Sunday, November 17, 2013

The Endless Water Saga: A Desert-Dweller's Dilemma

This is a picture of the Gaborone dam on the 1st of November. As you can see, it isn't much to look at these days. In fact, the Water Utilities Corporation (WUC) stated that the dam is at about 14% (although this photograph begs to differ). Of the four dams in this area, half are already completely dried up. This equates to the southern half of the country having mere weeks of water left. When a fellow Peace Corps Volunteer asked someone in her village what happens next, the response was: "we die."

Now, I don't think the situation is quite that bleak. Despite having their own water issues, I can't imagine South Africa letting us die before offering some water and the Botswana government has consistently been meeting with WUC to discuss a way forward. Plus, if we're lucky, it will rain for more than five or ten minutes at a time... (But that requires Mother Nature playing a more active role here and that's not a reliable solution.) The truth is, the villager's assertion may be the reality for some in the most rural of villages. For those of us near the capital city, however, it is looking as though WUC will likely start funneling treated recycled water to homes or, they are suggesting, setting up pay-as-you-go standpipes and shutting the water off otherwise. Hopefully this method will work and it can be extended out further into the southern part of the country. If not, the four plus days per week without water will seem like a cakewalk.

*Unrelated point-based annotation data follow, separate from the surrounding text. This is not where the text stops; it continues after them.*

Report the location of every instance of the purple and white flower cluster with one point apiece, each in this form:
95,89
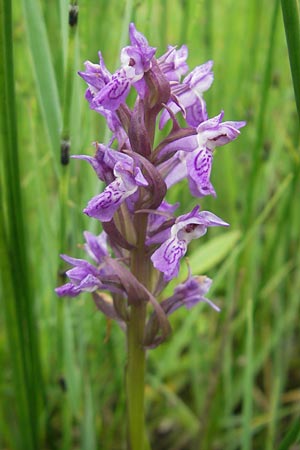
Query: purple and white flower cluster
138,223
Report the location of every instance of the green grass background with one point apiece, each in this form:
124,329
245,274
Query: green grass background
223,381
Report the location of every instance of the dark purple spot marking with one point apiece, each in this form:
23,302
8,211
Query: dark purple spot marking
174,251
190,227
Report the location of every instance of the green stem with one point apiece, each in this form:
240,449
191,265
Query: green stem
135,373
135,378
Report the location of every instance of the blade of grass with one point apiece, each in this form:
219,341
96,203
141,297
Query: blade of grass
291,19
20,317
248,381
44,74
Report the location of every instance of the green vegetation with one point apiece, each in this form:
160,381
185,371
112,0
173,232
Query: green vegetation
223,381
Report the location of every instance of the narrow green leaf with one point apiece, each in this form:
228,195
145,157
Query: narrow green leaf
291,18
44,74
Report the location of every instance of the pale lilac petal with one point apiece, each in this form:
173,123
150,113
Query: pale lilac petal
103,206
199,165
96,246
113,93
167,257
68,290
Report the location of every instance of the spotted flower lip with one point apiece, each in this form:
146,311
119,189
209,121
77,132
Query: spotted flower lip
137,169
128,177
173,63
186,228
108,91
194,154
189,96
189,293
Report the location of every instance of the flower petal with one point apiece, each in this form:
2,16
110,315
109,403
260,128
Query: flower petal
167,257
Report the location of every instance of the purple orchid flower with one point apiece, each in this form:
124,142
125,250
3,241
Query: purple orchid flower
188,95
173,63
108,91
189,293
139,225
196,151
84,277
128,178
186,228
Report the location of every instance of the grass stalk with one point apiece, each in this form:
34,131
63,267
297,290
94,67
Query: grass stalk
19,301
291,19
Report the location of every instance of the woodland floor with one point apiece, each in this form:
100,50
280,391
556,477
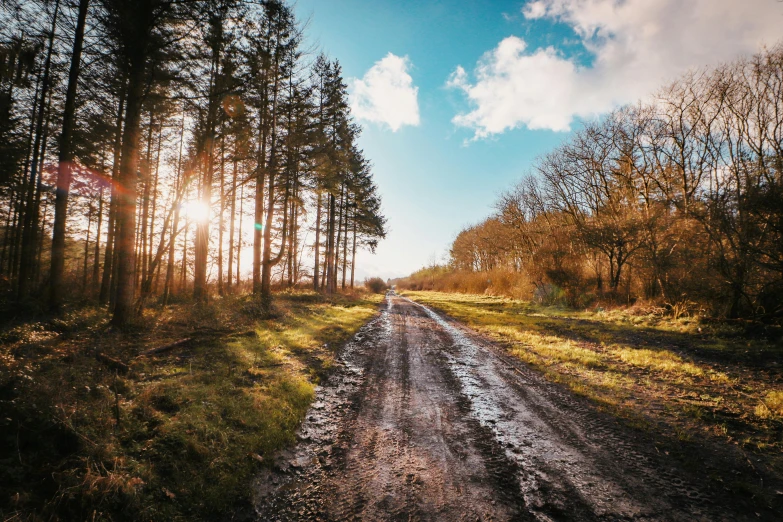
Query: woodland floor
91,430
427,419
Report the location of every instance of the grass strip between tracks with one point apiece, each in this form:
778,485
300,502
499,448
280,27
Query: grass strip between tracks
683,376
177,435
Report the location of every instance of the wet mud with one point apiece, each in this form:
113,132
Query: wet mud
425,420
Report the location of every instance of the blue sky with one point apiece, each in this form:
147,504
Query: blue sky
529,70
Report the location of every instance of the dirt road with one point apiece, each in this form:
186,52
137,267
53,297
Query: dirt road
425,420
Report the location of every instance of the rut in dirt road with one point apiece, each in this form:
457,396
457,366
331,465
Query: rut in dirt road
425,420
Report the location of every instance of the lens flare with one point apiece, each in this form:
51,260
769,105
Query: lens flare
197,211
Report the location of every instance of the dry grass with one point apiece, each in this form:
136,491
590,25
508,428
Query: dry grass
694,378
194,423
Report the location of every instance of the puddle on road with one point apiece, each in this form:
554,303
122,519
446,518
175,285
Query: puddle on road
541,454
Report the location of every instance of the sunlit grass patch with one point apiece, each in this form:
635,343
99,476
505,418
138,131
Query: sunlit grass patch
639,362
658,360
195,423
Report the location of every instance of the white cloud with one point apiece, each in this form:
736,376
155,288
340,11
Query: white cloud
637,46
386,94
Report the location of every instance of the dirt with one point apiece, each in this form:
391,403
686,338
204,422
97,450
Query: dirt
426,420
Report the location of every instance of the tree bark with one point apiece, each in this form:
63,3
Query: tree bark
64,167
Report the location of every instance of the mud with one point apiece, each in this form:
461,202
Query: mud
425,420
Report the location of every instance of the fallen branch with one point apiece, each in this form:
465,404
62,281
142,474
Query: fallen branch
111,362
165,347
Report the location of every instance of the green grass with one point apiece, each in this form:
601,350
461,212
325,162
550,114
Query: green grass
195,423
696,378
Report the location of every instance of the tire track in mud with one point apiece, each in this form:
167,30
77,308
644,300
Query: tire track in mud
424,419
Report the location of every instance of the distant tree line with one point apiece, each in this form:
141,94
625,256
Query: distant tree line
141,142
678,200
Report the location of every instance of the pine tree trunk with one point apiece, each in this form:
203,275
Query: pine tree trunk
96,263
317,246
126,208
109,252
231,224
30,225
64,166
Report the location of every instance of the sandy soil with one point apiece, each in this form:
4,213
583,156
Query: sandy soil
426,420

I would like to state that Botswana is a desert country and its inhabitants are no stranger to going without water for extended periods of time. This is not to say that very serious issues don't arise as a result of droughts like this, but rather that people here live in such a way that they are constantly prepared for water issues - storing water, learning to bathe and clean and live with less, and so on. (Plus, I'm not going to lie, somehow folks seem to survive without drinking nearly as much water as my constantly dehydrated self needs. I think this may be to their benefit in times like these.) Peace Corps Volunteers adopt many of these practices throughout their service so we, in turn, become adept desert-dwellers. We become part of this place, including its challenges. We are fortunate here, though, in that the country is also a tight-knit community full of hearty people who tend to take care of each other whenever possible. And they have embraced us. It may be hard in the coming weeks but we are survivors and we will make even this work.